VAO é o sistema de defesa, numa sociedade ligeiramente mais avançada que a nossa,  que protege os cidadãos comuns de ladrões e outros delinquentes. Mas este desenvolvido sistema de protecção não é totalmente imbatível e um grupo de velhotes (Age Rage) consegue corrompê-lo para expressar a revolta contra a sociedade. À parte alguns avanços tecnológicos, a história podia descrever a vida de muitas famílias, em que os membros mais velhos se descobrem com míseras reformas em lares onde definham lentamente.

Gus é um destes velhotes, mas não se encontra num lar qualquer, antes uma clínica luxuosa que paga atacando informaticamente as contas bancárias de outras pessoas. Os moradores desta clínica são alimentados e cuidados, mas sempre vigiados por câmaras e sistemas de localização – uma espécie de prisão dourada. Aquando dos ataques do grupo Age Rage os velhotes da clínica são envolvidos nas investigações policiais, principalmente Gus, o que dificulta a continuação das actividades ilícitas que pagam a elevada despesa mensal.

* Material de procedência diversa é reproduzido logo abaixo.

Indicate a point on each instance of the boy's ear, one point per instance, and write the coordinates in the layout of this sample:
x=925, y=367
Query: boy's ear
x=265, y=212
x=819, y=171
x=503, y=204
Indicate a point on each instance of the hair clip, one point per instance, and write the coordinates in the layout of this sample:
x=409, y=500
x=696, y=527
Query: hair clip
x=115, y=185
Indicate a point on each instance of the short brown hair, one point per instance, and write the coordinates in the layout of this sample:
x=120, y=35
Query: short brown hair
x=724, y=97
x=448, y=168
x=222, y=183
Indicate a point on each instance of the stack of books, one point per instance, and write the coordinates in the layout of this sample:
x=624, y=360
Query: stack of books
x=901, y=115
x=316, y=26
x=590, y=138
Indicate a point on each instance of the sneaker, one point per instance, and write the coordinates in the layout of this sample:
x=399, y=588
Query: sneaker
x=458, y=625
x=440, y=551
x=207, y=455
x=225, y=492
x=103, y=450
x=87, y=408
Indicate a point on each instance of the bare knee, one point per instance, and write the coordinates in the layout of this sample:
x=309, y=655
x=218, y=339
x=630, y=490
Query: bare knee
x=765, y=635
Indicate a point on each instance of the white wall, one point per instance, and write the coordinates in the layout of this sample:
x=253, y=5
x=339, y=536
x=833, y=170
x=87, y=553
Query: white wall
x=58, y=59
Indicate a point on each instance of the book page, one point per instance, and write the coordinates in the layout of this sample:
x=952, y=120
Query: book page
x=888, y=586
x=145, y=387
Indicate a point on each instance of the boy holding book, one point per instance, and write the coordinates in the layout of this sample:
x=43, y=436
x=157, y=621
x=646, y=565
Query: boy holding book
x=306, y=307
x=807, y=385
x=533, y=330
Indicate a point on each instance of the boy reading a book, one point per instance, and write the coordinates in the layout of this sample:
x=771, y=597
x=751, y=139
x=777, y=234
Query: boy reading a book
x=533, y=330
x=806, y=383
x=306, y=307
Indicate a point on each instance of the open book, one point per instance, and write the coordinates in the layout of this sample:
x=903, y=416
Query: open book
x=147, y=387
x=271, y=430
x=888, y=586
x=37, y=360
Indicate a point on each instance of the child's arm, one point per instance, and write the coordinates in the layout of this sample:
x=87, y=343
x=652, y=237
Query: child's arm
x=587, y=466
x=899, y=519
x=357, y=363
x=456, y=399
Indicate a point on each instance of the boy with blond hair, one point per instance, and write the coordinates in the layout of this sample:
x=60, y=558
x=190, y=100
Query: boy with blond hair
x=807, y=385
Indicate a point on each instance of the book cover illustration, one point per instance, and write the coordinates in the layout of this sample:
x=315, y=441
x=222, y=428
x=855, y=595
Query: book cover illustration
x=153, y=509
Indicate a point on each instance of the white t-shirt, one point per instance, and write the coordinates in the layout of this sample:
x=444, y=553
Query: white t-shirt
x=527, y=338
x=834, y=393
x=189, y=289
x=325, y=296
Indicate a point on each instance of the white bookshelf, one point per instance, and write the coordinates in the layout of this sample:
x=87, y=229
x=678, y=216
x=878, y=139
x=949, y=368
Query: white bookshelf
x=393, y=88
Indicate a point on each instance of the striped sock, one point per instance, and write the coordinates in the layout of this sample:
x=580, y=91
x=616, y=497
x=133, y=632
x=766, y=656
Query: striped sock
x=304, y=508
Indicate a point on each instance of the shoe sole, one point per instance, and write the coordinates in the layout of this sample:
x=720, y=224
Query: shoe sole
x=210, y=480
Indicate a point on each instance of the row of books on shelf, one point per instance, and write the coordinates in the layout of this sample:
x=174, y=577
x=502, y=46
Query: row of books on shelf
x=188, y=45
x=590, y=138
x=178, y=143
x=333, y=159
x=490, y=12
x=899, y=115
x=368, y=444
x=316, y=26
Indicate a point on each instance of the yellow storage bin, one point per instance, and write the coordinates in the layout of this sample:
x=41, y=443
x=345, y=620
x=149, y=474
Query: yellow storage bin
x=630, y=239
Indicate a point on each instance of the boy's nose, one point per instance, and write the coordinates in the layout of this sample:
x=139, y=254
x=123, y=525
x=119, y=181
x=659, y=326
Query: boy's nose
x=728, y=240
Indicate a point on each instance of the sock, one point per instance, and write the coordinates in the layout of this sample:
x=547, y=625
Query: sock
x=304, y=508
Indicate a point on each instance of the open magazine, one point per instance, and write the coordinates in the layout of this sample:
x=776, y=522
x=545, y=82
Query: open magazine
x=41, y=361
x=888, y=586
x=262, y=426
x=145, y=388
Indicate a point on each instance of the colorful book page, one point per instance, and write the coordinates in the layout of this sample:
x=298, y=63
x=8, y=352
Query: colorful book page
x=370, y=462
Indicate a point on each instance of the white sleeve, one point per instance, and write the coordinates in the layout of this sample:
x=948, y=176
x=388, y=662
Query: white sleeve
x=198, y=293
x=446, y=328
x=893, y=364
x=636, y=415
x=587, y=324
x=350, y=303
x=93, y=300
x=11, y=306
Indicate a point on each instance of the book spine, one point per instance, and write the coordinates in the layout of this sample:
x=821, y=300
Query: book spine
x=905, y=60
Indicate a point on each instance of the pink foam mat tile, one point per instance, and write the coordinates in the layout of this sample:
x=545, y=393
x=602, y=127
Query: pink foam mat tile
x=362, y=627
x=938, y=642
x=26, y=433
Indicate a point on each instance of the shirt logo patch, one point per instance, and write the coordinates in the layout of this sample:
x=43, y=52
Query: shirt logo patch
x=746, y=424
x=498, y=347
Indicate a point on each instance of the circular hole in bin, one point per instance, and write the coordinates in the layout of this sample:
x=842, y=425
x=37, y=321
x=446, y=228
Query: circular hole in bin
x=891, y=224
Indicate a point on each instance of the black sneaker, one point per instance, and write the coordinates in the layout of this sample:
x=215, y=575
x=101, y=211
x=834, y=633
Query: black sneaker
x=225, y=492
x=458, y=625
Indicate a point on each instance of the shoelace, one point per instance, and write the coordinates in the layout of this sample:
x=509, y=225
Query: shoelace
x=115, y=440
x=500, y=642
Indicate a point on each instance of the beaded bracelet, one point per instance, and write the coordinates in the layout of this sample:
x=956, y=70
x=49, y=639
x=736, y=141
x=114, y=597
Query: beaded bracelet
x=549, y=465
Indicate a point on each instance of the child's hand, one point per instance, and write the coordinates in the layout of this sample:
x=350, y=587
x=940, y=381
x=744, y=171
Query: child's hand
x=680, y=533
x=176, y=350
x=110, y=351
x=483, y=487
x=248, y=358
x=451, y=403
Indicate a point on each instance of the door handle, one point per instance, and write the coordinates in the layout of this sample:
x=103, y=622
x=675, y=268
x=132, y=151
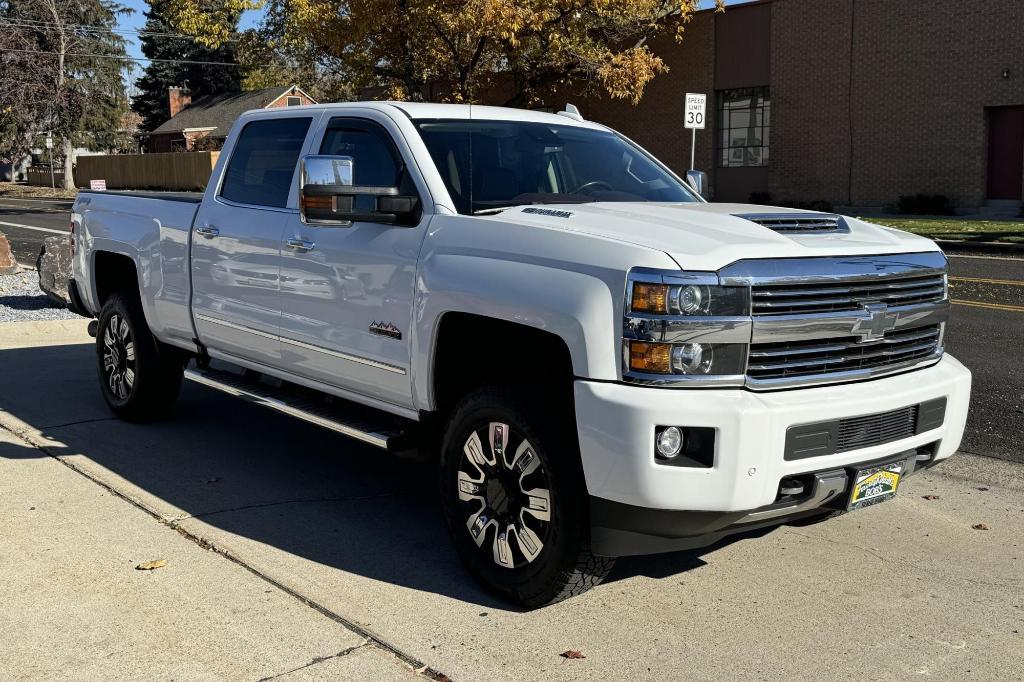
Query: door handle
x=301, y=246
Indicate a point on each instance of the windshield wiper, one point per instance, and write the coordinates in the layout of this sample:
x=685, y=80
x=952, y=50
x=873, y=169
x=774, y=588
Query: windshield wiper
x=550, y=200
x=493, y=211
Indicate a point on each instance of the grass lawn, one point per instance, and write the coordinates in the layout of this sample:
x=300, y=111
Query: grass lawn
x=945, y=227
x=22, y=190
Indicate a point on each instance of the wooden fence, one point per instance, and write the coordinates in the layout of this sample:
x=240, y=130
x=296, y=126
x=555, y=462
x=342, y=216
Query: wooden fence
x=41, y=176
x=180, y=171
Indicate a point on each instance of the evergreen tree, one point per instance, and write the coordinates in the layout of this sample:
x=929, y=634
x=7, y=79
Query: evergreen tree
x=152, y=101
x=60, y=72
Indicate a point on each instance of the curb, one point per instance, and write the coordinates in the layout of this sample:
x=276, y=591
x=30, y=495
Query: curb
x=1003, y=248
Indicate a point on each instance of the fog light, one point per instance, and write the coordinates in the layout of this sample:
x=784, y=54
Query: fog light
x=688, y=299
x=691, y=358
x=670, y=442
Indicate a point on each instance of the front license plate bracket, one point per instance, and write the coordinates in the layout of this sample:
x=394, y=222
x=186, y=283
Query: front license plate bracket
x=876, y=483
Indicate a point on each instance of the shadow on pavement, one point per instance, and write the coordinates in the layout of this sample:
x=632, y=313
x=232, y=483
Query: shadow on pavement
x=263, y=476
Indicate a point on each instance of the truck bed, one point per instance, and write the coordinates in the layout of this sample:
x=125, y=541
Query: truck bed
x=187, y=197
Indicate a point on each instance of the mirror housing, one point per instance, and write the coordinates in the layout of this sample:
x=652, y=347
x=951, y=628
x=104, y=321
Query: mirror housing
x=327, y=196
x=698, y=181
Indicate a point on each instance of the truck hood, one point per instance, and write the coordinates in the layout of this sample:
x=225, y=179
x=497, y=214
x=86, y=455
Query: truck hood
x=709, y=237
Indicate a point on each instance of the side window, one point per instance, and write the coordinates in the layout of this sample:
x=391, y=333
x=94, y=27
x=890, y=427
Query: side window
x=376, y=162
x=263, y=162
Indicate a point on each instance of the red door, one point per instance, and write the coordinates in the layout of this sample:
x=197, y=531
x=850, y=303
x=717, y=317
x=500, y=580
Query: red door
x=1006, y=152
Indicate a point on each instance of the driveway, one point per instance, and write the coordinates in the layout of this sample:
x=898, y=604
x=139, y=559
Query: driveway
x=288, y=546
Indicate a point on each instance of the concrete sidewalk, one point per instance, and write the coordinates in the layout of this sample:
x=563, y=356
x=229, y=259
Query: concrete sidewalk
x=295, y=515
x=76, y=607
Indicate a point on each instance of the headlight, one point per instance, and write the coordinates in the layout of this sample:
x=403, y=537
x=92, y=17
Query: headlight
x=687, y=358
x=688, y=299
x=685, y=329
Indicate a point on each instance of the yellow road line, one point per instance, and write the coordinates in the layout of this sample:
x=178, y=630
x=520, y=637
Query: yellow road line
x=1012, y=283
x=991, y=306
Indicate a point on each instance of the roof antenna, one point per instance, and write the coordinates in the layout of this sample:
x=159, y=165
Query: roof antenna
x=571, y=113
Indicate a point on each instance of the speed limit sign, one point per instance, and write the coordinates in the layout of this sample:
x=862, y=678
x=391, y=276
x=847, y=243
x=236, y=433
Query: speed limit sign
x=693, y=116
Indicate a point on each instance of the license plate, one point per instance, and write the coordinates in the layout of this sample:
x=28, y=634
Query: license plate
x=876, y=484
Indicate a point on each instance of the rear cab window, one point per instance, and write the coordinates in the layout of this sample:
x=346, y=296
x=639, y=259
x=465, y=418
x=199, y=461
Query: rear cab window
x=263, y=162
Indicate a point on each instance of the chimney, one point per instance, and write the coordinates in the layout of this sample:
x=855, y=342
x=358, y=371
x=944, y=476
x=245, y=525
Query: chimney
x=179, y=98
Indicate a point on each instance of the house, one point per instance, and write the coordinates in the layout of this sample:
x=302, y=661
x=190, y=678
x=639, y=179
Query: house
x=211, y=117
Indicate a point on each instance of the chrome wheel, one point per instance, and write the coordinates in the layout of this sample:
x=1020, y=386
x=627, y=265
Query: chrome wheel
x=505, y=495
x=119, y=357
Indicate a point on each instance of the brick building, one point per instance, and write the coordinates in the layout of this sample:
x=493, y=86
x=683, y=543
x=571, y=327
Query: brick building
x=212, y=117
x=853, y=102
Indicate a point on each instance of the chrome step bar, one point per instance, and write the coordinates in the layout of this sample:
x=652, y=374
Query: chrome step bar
x=375, y=432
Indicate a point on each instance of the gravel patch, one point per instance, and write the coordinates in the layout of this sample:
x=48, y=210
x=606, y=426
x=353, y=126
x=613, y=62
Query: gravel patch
x=20, y=299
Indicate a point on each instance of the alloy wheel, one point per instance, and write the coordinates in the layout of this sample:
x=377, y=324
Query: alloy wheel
x=119, y=356
x=505, y=495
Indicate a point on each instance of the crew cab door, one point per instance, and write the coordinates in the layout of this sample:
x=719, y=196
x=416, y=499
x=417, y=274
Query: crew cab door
x=347, y=289
x=237, y=241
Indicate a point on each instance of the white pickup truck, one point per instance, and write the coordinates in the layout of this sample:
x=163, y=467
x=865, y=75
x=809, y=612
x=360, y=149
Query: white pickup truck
x=602, y=363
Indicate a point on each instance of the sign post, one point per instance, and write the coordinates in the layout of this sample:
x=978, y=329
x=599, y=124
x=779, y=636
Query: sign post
x=49, y=148
x=694, y=118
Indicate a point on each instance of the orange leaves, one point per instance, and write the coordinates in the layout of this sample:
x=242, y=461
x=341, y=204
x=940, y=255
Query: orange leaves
x=457, y=49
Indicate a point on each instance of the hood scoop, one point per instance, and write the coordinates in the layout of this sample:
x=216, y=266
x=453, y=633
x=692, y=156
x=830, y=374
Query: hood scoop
x=799, y=223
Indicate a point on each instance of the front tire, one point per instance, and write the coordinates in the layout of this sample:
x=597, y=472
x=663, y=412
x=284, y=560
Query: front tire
x=139, y=377
x=514, y=499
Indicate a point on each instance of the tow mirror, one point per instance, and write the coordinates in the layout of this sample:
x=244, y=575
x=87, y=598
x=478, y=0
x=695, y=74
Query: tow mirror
x=327, y=196
x=697, y=180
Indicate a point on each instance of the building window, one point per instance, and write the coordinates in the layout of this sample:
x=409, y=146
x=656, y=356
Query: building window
x=743, y=127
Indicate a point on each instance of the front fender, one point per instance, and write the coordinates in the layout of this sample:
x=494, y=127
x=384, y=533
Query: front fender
x=567, y=284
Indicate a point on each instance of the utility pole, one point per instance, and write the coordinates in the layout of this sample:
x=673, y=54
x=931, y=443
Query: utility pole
x=49, y=150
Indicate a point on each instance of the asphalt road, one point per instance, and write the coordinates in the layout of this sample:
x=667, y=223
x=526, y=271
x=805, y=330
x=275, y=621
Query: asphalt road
x=28, y=221
x=292, y=551
x=986, y=333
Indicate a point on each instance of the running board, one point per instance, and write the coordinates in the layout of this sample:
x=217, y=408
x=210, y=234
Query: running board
x=343, y=417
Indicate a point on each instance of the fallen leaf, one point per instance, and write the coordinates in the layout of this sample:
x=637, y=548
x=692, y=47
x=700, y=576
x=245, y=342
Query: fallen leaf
x=150, y=565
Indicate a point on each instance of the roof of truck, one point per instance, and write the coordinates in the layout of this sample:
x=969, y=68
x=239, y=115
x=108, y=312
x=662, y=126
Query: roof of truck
x=425, y=111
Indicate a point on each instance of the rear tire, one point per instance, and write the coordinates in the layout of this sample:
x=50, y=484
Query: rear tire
x=139, y=377
x=514, y=499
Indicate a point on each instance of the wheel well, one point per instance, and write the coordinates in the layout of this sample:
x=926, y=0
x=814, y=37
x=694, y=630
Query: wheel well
x=474, y=350
x=114, y=272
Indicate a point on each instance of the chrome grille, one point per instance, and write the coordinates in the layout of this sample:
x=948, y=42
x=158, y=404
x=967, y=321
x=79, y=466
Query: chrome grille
x=805, y=297
x=824, y=356
x=799, y=222
x=857, y=432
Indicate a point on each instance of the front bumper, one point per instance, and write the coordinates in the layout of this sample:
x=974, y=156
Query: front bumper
x=616, y=425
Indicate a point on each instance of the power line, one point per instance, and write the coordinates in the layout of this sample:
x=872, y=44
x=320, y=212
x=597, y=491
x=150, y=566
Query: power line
x=33, y=24
x=130, y=58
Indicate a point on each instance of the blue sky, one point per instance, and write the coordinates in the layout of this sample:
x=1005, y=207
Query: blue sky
x=136, y=19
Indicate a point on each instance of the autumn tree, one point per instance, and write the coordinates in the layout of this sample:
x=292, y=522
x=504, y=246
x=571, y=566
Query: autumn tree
x=176, y=61
x=458, y=49
x=270, y=56
x=60, y=72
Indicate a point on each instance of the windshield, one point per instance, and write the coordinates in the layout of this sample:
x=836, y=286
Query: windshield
x=489, y=165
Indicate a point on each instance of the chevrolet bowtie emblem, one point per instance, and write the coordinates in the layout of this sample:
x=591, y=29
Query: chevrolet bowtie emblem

Enquadrado no género de ficção científica, VAO é um livro que se centra mais nas pessoas do que na tecnologia que as rodeia, desenvolvendo um tema que raramente é focado – a velhice e a degenerescência neuronal. Geoff Ryman aproveita não só a idade das personagens, como as moléstias físicas e mentais que os acompanham para desenvolver a história.  Ainda que não tenha considerado VAO um livro excelente, destaca-se pela abordagem inteligente, por vezes irónica, de um tema varrido muitas vezes para debaixo do tapete.